Electrochemical treatment of sulfide‑containing industrial effluents and gas emissions remains a pressing challenge for the development of clean technologies, whose solution requires anodes with low operating potential, stable performance, and facile, cost‑effective fabrication. The paper studies the influence of the substrate nature on the structural and electrochemical characteristics of lead dioxide anodes in sulfide-containing aqueous systems using the electrolysis of an aqueous solution of sodium sulfide Na₂S as an example.

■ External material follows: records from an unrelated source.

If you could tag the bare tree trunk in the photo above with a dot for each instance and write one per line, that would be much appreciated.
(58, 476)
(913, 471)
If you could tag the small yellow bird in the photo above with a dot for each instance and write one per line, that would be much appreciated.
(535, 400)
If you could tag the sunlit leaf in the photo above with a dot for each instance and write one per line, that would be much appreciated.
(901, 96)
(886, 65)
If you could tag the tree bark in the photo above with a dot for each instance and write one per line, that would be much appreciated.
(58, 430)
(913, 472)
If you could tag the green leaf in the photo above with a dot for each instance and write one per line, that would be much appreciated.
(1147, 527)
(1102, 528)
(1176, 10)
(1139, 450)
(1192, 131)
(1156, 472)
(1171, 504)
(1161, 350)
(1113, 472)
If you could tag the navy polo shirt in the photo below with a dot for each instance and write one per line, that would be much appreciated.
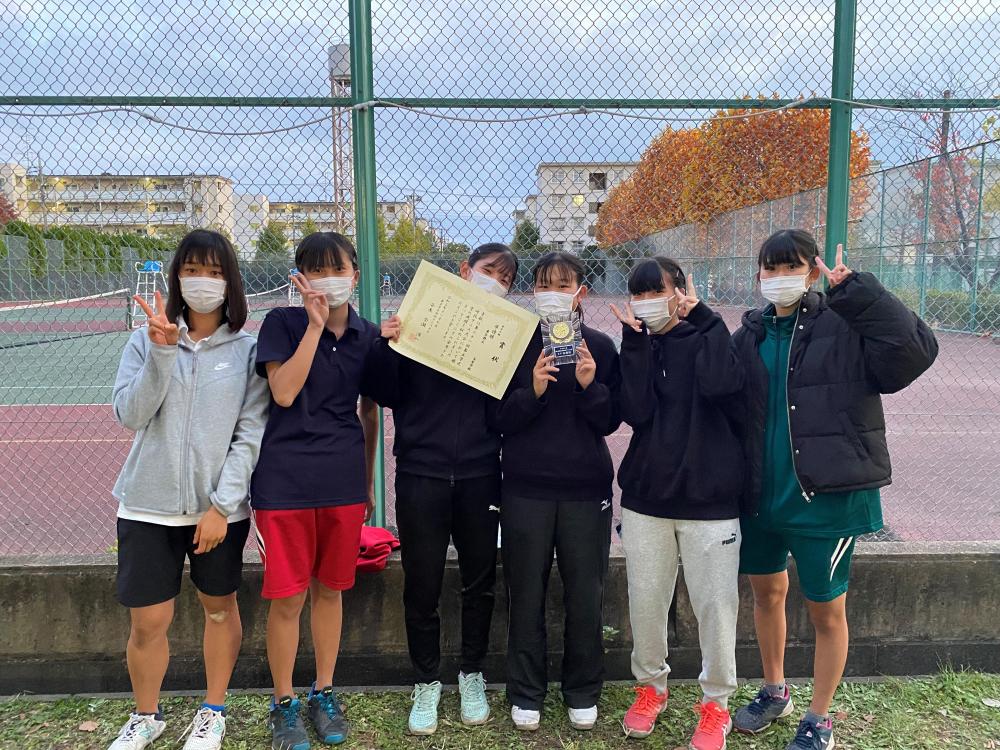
(313, 452)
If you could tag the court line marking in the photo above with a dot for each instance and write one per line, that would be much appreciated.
(20, 441)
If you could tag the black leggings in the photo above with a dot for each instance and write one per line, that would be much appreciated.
(579, 532)
(429, 513)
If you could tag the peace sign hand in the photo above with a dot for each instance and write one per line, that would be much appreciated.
(161, 331)
(586, 366)
(839, 272)
(628, 317)
(687, 300)
(315, 303)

The substrates used were composite materials based on polylactic acid with the addition of 7 and 10 wt.% multiwalled carbon nanotubes, designated as PLA (7% mCNT)/PbO₂ and PLA (10% mCNT)/PbO₂, as well as a PLA (Graphite)/PbO₂ composite containing dispersed graphite as a conducting phase; PbO₂ coatings were applied to all of the above polymer substrates by electrochemical deposition. For comparison, a traditional Ti/PbO₂ anode and a graphite electrode without a lead dioxide coating, used as a standalone anode, were also considered. Cyclic voltammetry in a Na₂S solution was used to evaluate the anodic reaction overpotential, specific current densities, and current-voltage curve shapes on various substrates, as well as to analyze the influence of the conductive composite composition on the electrochemical behavior of the PbO₂ layer. It was shown that the PLA (7% mCNT)/ PbO₂, PLA (10% mCNT)/PbO₂, and especially PLA (Graphite)/PbO₂ anodes provide operating potentials, ohmic resistance, and cyclic stability comparable to or superior to those of the traditional Ti/PbO₂ anode in a sulfide-containing electrolyte, whereas the uncoated graphite electrode is inferior to the composite PbO₂ electrodes in terms of a combination of parameters. The obtained results allow us to conclude that the nature and composition of the substrate play a key role in the formation of the morphology, conductivity and electrochemical properties of PbO₂ anodes and confirm their high potential for use in electrochemical systems for treating sulfide-containing aqueous media and gas emissions.